Pemkot Fasilitasi Pelatihan untuk Barista dan Pemilik Kedai Kopi

by
TINJAU - Wali Kota Pekalongan, A Afzan Arslan Djunaid, saat meninjau pelatihan kopi bagi barista dan pemilik kedai kopi di Kota Pekalongan.

KOTA – Dinas Perdagangan dan UKM Kota Pekalongan menggelar pelatihan bagi barista dan pemilik kedai kopi di Kota Pekalongan. 20 orang peserta menjalani pelatihan selama dua hari, 31 Agustus hingga 1 September 2021 di Hotel Dafam.

Kegiatan pelatihan dibuka langsung oleh Wali Kota Pekalongan, A Afzan Arslan Djunaid didampingi Plt Kepala Dindagkop UKM, Joko Purnomo dan jajaran pejabat lainnya. Dalam pelatihan dengan menerapkan prokes ketat itu, hadir sebagai narasumber yakni peneliti sekaligus tokoh yang sudah puluhan tahun bergelut di dunia kopi, Prof Sri Mulato.

Dalam sambutannya, Wali Kota mengatakan, antusias dan semangat peserta pelatihan sangat tinggi. Aaf, sapaan wali kota, menyambut baik adanya pelatihan ini dalam meningkatkan skill peserta pelatihan dan kualitas cita rasa kopi yang dihasilkan untuk pengembangan usaha mereka ke depan.

“Alhamdulillah semua peserta antusias, walaupun sebagian besar mereka ini sudah menjadi barista, tetapi mereka masih mau belajar. Pointnya adalah menuntut ilmu tidak ada batasan selama ada kesempatan. Di tengah sektor kopi yang masih booming, melalui pelatihan di bidang perkopian ini mereka diharapkan bisa mengembangkan usahanya ke depan,” tegas Aaf.

Aaf menambahkan, tren ngopi di kalangan masyarakat terutama milenial ini sudah menjadi gaya hidup dan dibarengi dengan menjamurnya kedai kopi serta pecinta kopi yang tumbuh pesat di Kota Pekalongan. Sehingga menurutnya, kondisi demikian dapat menjadi peluang yang sangat besar dalam pemasaran usaha mereka.

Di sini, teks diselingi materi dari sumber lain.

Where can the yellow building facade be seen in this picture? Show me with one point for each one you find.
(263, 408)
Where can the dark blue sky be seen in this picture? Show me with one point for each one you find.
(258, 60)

“Dengan pelatihan ini mereka bisa lebih bersemangat , walaupun saat ini mereka ada yang masih menjadi seorang barista, ke depannya mereka bisa menjadi pengusaha kopi. Hal ini yang harus ditekankan juga dalam pelatihan ini supaya tren ngopi di kafe kopi menjadi gaya hidup masyarakat apalagi pemasaran kopi di Kota Pekalongan sangat berpotensi besar dan masih terbuka lebar. Harapannya mereka bisa mengembangkan usahanya,” harap Aaf.